You can verify this by running a du on your commitlog directory:
$ du -d 1 -h ./commitlog
8.1G ./commitlog
Although, a smaller commit log space will cause more frequent flushes (increased disk I/O), so you'll want to keep any eye on that.
Edit 20190318
Just had a related thought (on my 4-year-old answer). I saw that it received some attention recently, and wanted to make sure that the right information is out there.
It's important to note that sometimes the commit log can grow in an "out of control" fashion. Essentially, this can happen because the write load on the node exceeds Cassandra's ability to keep up with flushing the memtables (and thus, removing old commitlog files). If you find a node with dozens of commitlog files, and the number seems to keep growing, this might be your issue.
Essentially, your memtable_cleanup_threshold may be too low.

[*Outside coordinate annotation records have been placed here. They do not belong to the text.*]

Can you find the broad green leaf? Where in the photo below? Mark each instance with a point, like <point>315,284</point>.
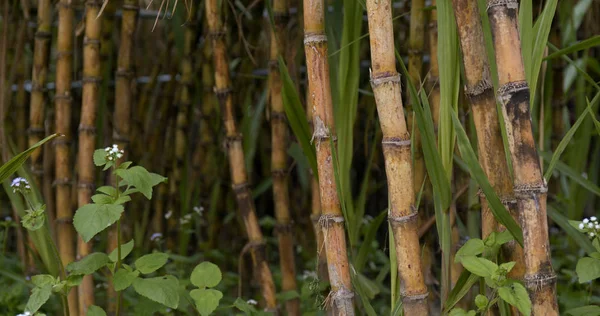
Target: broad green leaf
<point>151,262</point>
<point>496,206</point>
<point>138,177</point>
<point>589,310</point>
<point>15,162</point>
<point>39,296</point>
<point>585,44</point>
<point>89,264</point>
<point>479,266</point>
<point>41,280</point>
<point>516,295</point>
<point>125,250</point>
<point>206,274</point>
<point>91,219</point>
<point>206,300</point>
<point>123,279</point>
<point>163,289</point>
<point>296,116</point>
<point>588,269</point>
<point>94,310</point>
<point>472,247</point>
<point>102,199</point>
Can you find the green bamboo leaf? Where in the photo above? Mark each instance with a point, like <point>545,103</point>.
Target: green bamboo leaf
<point>497,208</point>
<point>585,44</point>
<point>15,162</point>
<point>297,116</point>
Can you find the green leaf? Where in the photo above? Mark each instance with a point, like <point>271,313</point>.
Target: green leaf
<point>102,199</point>
<point>206,300</point>
<point>472,247</point>
<point>206,274</point>
<point>91,219</point>
<point>138,177</point>
<point>481,301</point>
<point>89,264</point>
<point>94,310</point>
<point>100,157</point>
<point>589,310</point>
<point>151,262</point>
<point>297,116</point>
<point>496,206</point>
<point>588,269</point>
<point>162,290</point>
<point>41,280</point>
<point>516,295</point>
<point>479,266</point>
<point>15,162</point>
<point>123,279</point>
<point>125,250</point>
<point>39,296</point>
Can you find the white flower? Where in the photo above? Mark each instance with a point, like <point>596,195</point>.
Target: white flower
<point>156,236</point>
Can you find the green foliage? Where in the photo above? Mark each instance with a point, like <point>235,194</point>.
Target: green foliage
<point>163,290</point>
<point>205,276</point>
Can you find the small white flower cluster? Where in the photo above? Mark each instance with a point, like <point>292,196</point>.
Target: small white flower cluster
<point>590,226</point>
<point>199,210</point>
<point>20,185</point>
<point>156,237</point>
<point>185,219</point>
<point>113,153</point>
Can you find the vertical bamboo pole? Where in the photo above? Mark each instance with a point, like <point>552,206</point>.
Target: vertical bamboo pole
<point>529,186</point>
<point>331,220</point>
<point>235,151</point>
<point>478,89</point>
<point>39,75</point>
<point>279,157</point>
<point>87,133</point>
<point>402,216</point>
<point>63,100</point>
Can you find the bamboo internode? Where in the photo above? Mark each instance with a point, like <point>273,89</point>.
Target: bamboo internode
<point>529,186</point>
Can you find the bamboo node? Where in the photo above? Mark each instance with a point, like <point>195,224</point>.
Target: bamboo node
<point>510,4</point>
<point>403,219</point>
<point>395,141</point>
<point>327,220</point>
<point>525,191</point>
<point>539,281</point>
<point>414,297</point>
<point>311,38</point>
<point>479,88</point>
<point>91,79</point>
<point>43,35</point>
<point>392,78</point>
<point>283,228</point>
<point>507,90</point>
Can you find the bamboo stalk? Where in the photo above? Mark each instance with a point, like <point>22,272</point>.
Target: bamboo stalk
<point>331,220</point>
<point>279,160</point>
<point>63,101</point>
<point>529,186</point>
<point>237,166</point>
<point>87,133</point>
<point>39,75</point>
<point>478,88</point>
<point>402,215</point>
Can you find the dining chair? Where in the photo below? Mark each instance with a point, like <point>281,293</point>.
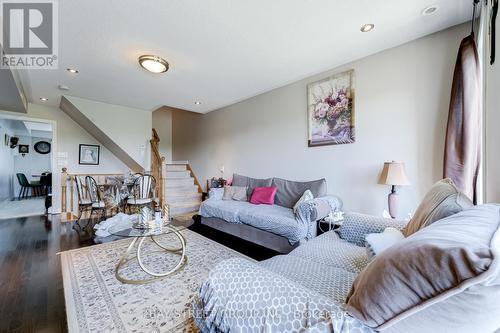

Although this property is deprecated, you can still control how it is calculated by lowering the number of memtable_flush_writers.
memtable_cleanup_threshold = 1 / (memtable_flush_writers + 1)
The documentation has been updated as of 3.x, but used to say this:
# memtable_flush_writers defaults to the smaller of (number of disks,
# number of cores), with a minimum of 2 and a maximum of 8.
#
# If your data directories are backed by SSD, you should increase this
# to the number of cores.
#memtable_flush_writers: 8
...which (I feel) led to many folks setting this value WAY too high.
Assuming a value of 8, the memtable_cleanup_threshold is .111. When the footprint of all memtables exceeds this ratio of total memory available, flushing occurs. Too many flush (blocking) writers can prevent this from happening expediently. With a single /data dir, I recommend setting this value to 2.
In addition to decreasing the commitlog size as suggested by BryceAtNetwork23, a proper solution to ensure it won't happen again will have monitoring of the disk setup so that you are alerted when its getting full and have time to act/increase the disk size.
Seeing as you are using DataStax, you could set an alert for this in OpsCenter. Haven't used this within the cloud myself, but I imagine it would work. Alerts can be set by clicking Alerts in the top banner -> Manage Alerts -> Add Alert. Configure the mounts to watch and the thresholds to trigger on.
Or, I'm sure there are better tools to monitor disk space out there.